(457a) High Throughput Testing of Catalysts with Different Time Scales of Deactivation for Methanol-to-Hydrocarbons (MTH)

The MTH reaction has been thoroughly investigated
with current state-of-the-art catalysts based on ZSM-5 (slow deactivation) and SAPO-34
(fast deactivation) and represents a challenging application for parallel
testing of catalysts.^1,2 This challenge was met by appropriate test
protocols for both types of catalysts and an advanced analytical setup to
detect complex multi-component products in connection with a fully automated
data evaluation.

For fast deactivating catalysts such as SAPO-34,
a low severity protocol (low MeOH partial pressure, low WHSV) was developed
which allows for the formation of all secondary and tertiary stable products at
full conversion. Subsequent band aging until MeOH and DME breakthrough delivers
additional information on the behavior of catalysts at partial conversion under
kinetic control. Slow deactivation of ZSM-5 materials on the other hand
requires much higher severity (high MeOH partial pressure, high WHSV) to
observe partial conversion in a reasonable time on stream (TOS).

The common variable to compare activity,
selectivity and deactivation of both protocols is cumulative MeOH converted on
zeolite and the activity, selectivity and deactivation can be differentiated as a
function of cumulative MeOH converted on zeolite and reaction parameters
(temperature, WHSV, MeOH partial pressure). This is demonstrated in Figure 1, in which the effect of using TOS or cumulative MeOH
converted on zeolite as an x-axis is shown for the deactivation curves and
olefin yields of various zeolites and mesoporous materials (grey data points)
in the MTH reaction in comparison with state-of-the-art
catalysts SAPO-34 and ZSM-5.

Figure
1. Breakthrough curves for MTH conversion versus TOS
(top) and versus cumulated carbon on zeolite (middle). The olefin yields
versus cumulated carbon on zeolite are shown in the bottom chart. The
reference catalysts SAPO-34 (green circles) and ZSM-5 (orange squares under low
severity conditions / red diamonds under high severity conditions). Transparent
data points demonstrate how different catalysts can be differentiated by high
throughput catalyst testing.

Figure
2. Product yields in carbon percent for SAPO-34 (left) and
ZSM-5 (right) for low nad high severity conditions, respectively. From top to
bottom, the product yield is shown for different TOS events such as the initial
activity at startup (top), the maximum olefin yield (middle) shortly before
breakthrough of MEOH and after breakthrough (bottom)

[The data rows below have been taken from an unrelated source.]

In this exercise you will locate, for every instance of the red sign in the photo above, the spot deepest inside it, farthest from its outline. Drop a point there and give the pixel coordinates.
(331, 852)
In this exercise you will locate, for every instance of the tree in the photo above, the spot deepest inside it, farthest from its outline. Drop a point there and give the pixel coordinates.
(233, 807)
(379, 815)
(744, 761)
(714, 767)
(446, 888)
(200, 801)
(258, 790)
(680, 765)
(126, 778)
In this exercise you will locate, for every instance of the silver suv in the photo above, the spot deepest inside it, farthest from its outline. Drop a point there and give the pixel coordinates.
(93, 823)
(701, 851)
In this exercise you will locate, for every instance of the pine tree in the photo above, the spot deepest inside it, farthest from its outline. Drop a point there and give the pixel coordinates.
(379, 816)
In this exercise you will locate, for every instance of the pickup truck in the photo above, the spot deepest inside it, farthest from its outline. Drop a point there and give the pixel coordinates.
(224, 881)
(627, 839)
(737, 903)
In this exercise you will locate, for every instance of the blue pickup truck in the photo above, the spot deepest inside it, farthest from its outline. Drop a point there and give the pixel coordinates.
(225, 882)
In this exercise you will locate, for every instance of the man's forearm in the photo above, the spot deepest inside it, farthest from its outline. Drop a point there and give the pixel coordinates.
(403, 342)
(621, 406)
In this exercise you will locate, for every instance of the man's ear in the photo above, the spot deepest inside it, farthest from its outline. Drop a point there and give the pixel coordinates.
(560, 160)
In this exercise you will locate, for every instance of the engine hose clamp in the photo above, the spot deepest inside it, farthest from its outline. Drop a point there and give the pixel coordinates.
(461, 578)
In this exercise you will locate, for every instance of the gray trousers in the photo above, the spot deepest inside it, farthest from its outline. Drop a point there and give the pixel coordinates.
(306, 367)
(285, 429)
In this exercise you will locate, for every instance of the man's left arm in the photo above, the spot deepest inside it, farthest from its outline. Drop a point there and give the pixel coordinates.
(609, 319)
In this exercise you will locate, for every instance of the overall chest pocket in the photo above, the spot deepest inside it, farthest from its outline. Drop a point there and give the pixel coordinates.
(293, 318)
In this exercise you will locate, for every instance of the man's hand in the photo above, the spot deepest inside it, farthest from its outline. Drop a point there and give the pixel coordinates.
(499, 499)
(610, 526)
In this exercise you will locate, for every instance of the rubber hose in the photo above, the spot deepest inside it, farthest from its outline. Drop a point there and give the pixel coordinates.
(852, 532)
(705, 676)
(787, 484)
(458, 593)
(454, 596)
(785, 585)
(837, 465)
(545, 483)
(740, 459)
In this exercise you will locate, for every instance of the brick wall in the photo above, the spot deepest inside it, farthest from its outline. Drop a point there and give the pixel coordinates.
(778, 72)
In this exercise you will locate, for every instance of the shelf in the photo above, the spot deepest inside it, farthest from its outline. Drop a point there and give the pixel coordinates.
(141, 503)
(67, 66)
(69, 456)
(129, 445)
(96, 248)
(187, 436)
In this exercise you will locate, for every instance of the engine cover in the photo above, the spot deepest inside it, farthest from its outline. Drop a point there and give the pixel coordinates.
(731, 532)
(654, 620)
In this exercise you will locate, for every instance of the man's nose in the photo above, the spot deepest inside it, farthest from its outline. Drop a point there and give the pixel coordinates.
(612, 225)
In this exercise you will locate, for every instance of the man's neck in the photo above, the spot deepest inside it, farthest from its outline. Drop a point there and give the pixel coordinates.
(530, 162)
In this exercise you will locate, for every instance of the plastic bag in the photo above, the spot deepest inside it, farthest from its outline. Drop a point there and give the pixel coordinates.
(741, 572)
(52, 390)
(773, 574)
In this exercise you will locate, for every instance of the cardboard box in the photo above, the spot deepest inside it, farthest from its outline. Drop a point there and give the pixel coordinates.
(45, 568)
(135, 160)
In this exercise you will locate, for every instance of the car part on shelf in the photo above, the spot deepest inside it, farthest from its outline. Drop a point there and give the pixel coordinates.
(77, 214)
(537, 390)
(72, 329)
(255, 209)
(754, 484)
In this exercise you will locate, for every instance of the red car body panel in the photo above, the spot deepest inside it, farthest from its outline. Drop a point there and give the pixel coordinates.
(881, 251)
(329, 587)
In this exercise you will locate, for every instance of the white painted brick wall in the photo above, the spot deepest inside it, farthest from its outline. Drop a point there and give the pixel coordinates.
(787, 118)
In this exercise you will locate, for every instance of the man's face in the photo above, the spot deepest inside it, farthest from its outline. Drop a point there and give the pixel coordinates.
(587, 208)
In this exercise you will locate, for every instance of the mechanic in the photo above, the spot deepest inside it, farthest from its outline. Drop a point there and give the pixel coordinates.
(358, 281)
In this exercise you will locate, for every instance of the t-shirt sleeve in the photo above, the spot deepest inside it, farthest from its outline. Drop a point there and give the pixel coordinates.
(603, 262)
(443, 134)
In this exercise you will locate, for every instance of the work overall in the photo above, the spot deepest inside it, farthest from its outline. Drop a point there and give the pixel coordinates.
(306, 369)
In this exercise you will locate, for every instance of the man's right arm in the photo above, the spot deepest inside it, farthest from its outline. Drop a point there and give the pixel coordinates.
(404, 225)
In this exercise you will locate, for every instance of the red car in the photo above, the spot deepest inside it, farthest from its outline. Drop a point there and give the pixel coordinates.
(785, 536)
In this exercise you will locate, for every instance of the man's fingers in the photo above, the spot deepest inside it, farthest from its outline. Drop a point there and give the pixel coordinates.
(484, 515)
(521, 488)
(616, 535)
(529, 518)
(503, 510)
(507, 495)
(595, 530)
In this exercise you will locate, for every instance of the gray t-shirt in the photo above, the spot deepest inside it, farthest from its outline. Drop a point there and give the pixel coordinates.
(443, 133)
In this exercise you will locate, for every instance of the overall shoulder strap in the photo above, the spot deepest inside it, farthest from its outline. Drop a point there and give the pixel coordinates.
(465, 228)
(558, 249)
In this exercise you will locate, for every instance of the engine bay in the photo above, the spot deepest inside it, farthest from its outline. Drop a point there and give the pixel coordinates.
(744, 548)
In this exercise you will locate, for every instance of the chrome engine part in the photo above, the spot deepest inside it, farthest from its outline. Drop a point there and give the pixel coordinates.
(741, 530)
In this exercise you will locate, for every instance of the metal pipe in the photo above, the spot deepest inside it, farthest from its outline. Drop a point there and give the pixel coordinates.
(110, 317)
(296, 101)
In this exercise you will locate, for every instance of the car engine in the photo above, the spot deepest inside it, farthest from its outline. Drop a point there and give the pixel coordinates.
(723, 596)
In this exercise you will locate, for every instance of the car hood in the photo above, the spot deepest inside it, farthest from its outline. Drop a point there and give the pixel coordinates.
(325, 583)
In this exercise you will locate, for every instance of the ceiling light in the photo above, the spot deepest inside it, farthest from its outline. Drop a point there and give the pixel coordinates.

While the MeOH breakthrough under low severity conditions
occurs at 13 h TOS for SAPO-34, partial conversion for ZSM-5 is not observed up
to 1900 h TOS. Utilizing high severity conditions, the breakthrough of ZSM-5
can be shifted to 75 h TOS.  In the middle and lower part of Figure 1 the conversion
and olefin yields are plotted versus cumulated carbon on zeolite, which
can be obtained by multiplication of TOS and WHSV. It can be seen that the olefin
yield under high severity conditions is in line with the low severity protocol with
the advantage of reducing the screening time from > 1900 h TOS to 75 h TOS.
Maximum olefin yield is obtained shortly before breakthrough of MeOH for both
ZSM-5 and SAPO-34. Each data point contains detailed information on PIANO
distribution based on product yields of 95 components. In Figure 2, these
product yields are shown for selected TOS events SAPO-34 under low and ZSM-5
under high severity conditions.

It can be concluded that catalysts for fast deactivating
systems such as MTH can be successfully tested in parallel fixed-bed reactors
and it will be shown that catalysts can be precisely characterized and
differentiated by activity, selectivity and deactivation.

References

1.        
C. D.
Chang, Catal. Rev.-Sci. Eng. 25 (1983) 1.

2.        
U.
Olsbye, , S. Svelle, M. Bjørgen, P. Beato, T. V. W. Janssens, F. Joensen, S.
Bordiga, K. P. Lillerud, Angew. Chem. Int. Ed. 51 (2012) 5810.